Proposal: clarify behavior when retrieving non-existent currently active span

dmathieu commented 1 year ago

For languages that provide an implicitly propagated Context, the API should provide a way to retrieve the currently active span. See https://github.com/open-telemetry/opentelemetry-specification/blob/2cfad37daf7e0d20851fd8a639a55375c3fc93dd/specification/trace/api.md#context-interaction

However, I am seeing a divergence in behaviours between SDKs which I believe would be nice to be coherent about. If there is no current active span, most SDKs will return an invalid/noop span, while others will return undefined.

Go returns a noop span: https://github.com/open-telemetry/opentelemetry-go/blob/d616df61f5d163589228c5ff3be4aa5415f5a884/trace/context.go#L48
Ruby returns an invalid span: https://github.com/open-telemetry/opentelemetry-ruby/blob/main/api/lib/opentelemetry/trace.rb#L52
DotNet returns an invalid span: https://github.com/open-telemetry/opentelemetry-dotnet/blob/6b7f2dd77cf9d37260a853fcc95f7b77e296065d/src/OpenTelemetry.Api/Trace/Tracer.cs#L48
PHP returns an invalid span: https://github.com/open-telemetry/opentelemetry-php/blob/2c00772cad85ffec17e14349f678025d173ad772/src/API/Trace/AbstractSpan.php#L21
JS returns undefined: https://github.com/open-telemetry/opentelemetry-js-api/blob/main/src/trace/context-utils.ts#L35

I believe this is a pretty big difference between those SDKs, as depending on the language being used, folks may get errors if they get a context which unexpectedly doesn't have any span. Or they may be losing data if they get an invalid span and don't check for it.

My proposal is therefore the following:

SDKs that provide a way to retrieve the current span MUST return an invalid or noop span if none were set in the context.
SDKs MAY log a debug if an invalid/noop span was returned.

Oberon00 commented 1 year ago

What is the difference between noop and invalid span?

Oberon00 commented 1 year ago

There is this related (but not entirely applicable) point in the error handling guidance: https://github.com/open-telemetry/opentelemetry-specification/blob/main/specification/error-handling.md#guidance

Whenever API call returns values that is expected to be non-null value - in case of error in processing logic - SDK MUST return a "no-op" or any other "default" object that was (ideally) pre-allocated and readily available. This way API call sites will not crash on attempts to access methods and properties of a null objects.

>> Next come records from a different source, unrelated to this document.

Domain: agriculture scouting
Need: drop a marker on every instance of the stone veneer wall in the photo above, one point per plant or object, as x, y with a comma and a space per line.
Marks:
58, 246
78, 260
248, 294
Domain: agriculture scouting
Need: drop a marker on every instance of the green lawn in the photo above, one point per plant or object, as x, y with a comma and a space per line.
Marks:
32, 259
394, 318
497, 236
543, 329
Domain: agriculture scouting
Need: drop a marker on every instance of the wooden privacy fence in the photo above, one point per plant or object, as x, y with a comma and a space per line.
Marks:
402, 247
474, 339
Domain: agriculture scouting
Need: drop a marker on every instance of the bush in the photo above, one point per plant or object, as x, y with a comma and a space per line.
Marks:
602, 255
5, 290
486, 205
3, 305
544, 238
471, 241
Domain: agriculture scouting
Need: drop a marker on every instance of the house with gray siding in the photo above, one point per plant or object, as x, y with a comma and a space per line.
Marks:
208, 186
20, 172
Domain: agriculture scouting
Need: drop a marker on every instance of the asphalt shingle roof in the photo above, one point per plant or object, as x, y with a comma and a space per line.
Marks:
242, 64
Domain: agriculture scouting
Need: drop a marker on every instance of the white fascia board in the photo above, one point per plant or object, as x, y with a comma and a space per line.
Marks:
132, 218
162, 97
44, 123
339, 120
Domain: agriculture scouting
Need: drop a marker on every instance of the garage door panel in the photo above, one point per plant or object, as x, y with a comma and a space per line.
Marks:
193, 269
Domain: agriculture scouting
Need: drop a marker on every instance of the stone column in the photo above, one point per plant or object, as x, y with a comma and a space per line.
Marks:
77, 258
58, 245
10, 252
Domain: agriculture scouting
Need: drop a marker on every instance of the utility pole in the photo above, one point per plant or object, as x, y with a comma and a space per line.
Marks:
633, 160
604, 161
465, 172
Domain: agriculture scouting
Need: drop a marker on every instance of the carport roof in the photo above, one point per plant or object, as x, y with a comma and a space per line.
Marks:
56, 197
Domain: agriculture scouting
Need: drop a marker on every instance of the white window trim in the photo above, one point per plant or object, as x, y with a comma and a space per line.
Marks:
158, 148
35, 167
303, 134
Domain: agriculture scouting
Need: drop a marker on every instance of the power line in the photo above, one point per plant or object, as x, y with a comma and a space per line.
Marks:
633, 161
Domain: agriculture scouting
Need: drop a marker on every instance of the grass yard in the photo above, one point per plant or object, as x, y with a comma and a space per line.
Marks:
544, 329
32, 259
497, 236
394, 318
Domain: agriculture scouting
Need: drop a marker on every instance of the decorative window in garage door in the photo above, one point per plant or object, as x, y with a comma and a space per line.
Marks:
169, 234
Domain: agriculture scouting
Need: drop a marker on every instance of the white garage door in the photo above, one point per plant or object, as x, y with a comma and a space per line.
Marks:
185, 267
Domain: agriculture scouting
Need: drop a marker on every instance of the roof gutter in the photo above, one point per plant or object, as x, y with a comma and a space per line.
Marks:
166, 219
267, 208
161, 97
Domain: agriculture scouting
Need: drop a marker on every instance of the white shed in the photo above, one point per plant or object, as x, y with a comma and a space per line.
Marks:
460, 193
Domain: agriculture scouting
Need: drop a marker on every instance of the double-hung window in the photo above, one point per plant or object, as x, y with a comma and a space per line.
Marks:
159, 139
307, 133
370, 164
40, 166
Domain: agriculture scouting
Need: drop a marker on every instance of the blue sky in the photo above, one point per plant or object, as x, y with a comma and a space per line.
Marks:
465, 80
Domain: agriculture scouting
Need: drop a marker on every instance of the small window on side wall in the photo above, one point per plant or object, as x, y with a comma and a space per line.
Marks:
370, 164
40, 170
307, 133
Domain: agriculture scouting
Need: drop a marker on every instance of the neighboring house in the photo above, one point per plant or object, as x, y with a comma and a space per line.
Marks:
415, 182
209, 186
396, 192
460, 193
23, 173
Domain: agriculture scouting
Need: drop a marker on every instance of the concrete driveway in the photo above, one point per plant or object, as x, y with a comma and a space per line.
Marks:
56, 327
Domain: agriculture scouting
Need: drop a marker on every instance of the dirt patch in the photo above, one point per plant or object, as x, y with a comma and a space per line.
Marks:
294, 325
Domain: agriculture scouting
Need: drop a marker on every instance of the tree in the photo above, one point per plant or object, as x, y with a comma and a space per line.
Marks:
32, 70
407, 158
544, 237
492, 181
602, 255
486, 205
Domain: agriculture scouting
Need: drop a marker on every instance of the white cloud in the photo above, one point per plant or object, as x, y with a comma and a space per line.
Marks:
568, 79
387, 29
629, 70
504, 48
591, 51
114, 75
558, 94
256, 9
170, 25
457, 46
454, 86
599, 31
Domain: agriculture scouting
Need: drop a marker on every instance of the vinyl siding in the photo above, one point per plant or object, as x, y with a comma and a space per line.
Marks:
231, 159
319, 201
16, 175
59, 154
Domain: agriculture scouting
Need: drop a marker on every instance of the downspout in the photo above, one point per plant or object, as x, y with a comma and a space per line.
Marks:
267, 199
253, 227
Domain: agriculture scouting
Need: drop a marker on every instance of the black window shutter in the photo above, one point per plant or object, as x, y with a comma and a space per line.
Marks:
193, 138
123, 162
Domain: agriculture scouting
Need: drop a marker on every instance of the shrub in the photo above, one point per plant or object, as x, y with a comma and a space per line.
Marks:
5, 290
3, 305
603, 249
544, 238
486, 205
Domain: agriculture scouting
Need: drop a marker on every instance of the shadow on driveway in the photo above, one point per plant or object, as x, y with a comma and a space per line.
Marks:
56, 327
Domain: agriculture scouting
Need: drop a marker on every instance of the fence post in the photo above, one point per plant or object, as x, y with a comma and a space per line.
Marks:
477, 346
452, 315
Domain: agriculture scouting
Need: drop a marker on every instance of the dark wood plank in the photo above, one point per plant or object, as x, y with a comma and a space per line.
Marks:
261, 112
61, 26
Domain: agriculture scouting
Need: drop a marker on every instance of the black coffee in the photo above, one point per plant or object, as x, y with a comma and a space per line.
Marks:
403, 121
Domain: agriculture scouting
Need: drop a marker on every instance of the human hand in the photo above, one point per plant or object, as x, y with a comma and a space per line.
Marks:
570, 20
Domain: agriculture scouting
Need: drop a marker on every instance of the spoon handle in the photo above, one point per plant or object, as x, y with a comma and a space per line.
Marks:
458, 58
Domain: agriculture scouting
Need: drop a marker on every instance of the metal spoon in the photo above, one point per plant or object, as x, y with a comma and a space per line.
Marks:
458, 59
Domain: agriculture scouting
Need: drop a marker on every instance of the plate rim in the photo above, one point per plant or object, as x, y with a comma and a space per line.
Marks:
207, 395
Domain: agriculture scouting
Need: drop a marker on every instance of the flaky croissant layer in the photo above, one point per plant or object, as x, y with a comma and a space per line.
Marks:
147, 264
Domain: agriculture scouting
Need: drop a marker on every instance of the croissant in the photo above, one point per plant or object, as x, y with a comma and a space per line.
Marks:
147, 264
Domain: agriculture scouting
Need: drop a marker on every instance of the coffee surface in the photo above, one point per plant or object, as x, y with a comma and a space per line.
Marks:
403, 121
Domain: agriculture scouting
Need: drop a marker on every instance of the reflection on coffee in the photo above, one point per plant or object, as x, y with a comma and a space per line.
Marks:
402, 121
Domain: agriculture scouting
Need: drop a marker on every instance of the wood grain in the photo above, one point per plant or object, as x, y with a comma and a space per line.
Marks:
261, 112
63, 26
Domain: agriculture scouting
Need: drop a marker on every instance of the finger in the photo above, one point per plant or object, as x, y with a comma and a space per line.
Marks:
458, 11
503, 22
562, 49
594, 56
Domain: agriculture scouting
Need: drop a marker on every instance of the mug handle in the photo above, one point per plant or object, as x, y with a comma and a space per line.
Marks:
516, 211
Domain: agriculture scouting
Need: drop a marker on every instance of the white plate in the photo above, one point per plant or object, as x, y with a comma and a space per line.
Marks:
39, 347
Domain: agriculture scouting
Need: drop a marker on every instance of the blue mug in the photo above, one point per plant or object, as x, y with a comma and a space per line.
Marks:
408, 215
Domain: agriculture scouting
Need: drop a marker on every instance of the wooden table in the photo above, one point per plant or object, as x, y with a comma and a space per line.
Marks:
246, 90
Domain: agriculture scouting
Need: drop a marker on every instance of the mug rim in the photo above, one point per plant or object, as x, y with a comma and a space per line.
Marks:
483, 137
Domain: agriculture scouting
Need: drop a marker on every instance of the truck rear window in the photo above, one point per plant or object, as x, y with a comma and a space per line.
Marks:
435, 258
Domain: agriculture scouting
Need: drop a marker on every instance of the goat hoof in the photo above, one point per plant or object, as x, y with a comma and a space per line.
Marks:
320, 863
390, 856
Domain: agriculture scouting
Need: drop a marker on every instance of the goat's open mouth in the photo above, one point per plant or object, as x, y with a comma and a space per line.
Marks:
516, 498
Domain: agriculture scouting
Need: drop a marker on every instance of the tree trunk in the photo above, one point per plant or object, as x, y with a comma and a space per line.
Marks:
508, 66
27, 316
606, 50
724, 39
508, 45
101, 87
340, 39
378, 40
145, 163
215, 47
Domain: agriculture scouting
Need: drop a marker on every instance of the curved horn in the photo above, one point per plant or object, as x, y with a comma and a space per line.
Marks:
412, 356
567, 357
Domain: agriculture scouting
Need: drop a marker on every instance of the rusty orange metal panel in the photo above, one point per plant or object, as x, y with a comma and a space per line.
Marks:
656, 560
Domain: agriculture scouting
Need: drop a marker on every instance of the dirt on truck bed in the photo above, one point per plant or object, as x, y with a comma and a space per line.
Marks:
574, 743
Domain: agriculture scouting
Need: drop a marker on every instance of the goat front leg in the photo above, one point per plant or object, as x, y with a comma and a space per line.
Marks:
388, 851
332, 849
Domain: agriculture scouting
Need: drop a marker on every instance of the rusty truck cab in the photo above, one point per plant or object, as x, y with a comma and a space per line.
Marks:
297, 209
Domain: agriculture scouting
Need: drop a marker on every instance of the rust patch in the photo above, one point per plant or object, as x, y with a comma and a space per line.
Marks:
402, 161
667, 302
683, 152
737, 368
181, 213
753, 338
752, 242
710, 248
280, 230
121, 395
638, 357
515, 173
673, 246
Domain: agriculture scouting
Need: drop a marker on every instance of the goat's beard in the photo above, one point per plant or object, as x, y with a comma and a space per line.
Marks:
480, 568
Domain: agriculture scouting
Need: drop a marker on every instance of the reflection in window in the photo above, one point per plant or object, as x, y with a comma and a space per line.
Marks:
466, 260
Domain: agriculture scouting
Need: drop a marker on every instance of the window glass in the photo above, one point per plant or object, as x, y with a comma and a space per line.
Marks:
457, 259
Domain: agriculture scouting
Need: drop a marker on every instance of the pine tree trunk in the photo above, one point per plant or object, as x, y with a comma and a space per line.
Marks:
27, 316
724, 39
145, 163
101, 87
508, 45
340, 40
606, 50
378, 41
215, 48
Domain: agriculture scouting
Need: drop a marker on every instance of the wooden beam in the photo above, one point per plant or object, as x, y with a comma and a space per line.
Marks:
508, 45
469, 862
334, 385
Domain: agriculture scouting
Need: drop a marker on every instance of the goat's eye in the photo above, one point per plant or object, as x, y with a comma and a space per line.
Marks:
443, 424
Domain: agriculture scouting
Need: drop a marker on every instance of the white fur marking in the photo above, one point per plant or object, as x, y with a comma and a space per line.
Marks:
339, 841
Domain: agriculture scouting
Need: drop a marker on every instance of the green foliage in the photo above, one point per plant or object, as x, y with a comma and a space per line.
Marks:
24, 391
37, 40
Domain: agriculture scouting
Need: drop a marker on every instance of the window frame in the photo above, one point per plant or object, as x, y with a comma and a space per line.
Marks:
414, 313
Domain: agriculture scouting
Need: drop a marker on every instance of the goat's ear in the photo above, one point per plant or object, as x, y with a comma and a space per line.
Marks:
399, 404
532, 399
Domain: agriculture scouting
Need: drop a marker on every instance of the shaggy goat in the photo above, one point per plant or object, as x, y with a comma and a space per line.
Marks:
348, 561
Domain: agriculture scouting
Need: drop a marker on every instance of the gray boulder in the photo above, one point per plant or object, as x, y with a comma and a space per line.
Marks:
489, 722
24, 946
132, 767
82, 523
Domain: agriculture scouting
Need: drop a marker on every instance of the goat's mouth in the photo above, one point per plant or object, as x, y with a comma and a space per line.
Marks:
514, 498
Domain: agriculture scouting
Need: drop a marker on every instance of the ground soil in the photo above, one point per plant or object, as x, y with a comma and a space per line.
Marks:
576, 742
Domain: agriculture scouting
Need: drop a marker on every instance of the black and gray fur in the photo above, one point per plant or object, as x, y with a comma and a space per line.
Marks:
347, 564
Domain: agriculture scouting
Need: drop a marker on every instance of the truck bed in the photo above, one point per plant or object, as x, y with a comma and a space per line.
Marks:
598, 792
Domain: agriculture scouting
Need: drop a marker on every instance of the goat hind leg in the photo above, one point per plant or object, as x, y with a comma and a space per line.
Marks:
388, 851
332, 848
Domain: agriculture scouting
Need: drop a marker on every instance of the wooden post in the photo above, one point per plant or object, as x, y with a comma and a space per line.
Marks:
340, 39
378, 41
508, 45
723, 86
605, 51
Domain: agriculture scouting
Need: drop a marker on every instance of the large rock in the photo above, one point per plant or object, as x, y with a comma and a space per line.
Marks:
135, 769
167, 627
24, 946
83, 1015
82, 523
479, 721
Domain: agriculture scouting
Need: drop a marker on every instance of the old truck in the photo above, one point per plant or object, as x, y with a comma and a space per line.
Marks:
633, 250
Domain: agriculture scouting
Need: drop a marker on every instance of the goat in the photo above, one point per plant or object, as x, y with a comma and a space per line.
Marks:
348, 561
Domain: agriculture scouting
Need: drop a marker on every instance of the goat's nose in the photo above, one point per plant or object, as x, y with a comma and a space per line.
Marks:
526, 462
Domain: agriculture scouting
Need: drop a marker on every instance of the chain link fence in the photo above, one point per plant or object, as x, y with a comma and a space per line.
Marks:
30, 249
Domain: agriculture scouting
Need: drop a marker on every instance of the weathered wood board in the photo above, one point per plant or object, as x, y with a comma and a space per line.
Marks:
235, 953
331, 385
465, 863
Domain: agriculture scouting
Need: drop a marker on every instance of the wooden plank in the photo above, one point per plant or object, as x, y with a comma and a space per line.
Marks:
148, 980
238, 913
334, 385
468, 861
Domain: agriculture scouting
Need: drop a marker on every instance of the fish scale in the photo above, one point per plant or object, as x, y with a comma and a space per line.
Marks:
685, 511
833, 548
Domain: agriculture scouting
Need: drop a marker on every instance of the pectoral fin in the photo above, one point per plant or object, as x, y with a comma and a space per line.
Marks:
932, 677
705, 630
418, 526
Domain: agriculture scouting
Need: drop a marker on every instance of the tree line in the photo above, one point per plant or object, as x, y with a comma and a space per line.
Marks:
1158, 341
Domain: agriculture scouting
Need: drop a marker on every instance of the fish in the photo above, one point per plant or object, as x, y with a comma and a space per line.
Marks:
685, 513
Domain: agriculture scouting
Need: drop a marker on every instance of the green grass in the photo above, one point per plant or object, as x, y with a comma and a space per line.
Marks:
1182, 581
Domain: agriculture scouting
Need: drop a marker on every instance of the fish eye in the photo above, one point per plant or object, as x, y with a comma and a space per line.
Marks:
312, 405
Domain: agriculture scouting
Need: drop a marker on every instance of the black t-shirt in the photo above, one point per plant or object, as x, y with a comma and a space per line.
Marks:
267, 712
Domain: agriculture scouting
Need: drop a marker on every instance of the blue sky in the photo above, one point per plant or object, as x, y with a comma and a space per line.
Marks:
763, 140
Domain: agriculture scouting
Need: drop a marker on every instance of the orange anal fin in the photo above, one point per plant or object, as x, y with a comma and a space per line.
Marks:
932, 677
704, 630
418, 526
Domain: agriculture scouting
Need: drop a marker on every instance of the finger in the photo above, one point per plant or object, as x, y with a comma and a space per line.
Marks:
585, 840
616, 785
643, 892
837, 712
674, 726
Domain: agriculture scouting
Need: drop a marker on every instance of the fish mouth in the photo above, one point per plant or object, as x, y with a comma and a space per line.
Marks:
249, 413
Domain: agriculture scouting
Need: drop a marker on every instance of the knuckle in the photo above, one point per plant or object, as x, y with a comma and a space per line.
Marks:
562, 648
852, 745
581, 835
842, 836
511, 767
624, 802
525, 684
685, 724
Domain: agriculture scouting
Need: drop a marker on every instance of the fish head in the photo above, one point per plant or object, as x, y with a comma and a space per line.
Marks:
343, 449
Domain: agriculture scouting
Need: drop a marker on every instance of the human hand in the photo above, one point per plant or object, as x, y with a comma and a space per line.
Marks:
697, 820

EDIT: I think this issue may not require an OTEP, if others agree, maybe move this issue to a normal spec issue.

dmathieu commented 1 year ago

What is the difference between noop and invalid span?

IMHO, their difference is an implementation detail. It's always a span which will not be sending any data once closed.

Thank you for the error handling link. That would definitely point towards returning a noop span rather than nil. I think being able to know when those cases occur (with a warning for example) would be nice, as even though they shouldn't trigger exceptions, they should be catchable as well.

Flarna commented 1 year ago

regarding always return a span: How and a user differentiate between a non sampled trace (which is represented by Noop/NonRecording/... spans) and no trace active at all?

This is relevant for example in propagator.inject() which should not inject a span in case there is no trace active. But if getCurrentContext().getSpan() always provides a span some API on the span is needed to detect in inject is needed or not. I guess comparing spanId/traceId against all 0 all the time is a bit of an overhead.

dmathieu commented 1 year ago

What the Go SDK does is that SpanContext has an IsValid method, which returns false for noop spans. Then propagators return early if the context is invalid.

Oberon00 commented 1 year ago

IsValid is part of the spec: https://github.com/open-telemetry/opentelemetry-specification/blob/main/specification/trace/api.md#isvalid and it is unrelated to noop vs. not-noop. Instead it checks if the spancontext has a valid trace & span ID. I think that should satisfy your use case @Flarna, because a not-sampled span will have a valid span & trace ID.

Flarna commented 1 year ago

Well for propagators it's fine but I still don't see the advantage to create a Noop instance just to return something. Or to add more APIs on span like (IsSampled(), IsDummy(), IsApiOnly(), IsOnTrace(),...).

What's wrong with null/undefined/... in case there is nothing? Assuming here the language in question has something like this.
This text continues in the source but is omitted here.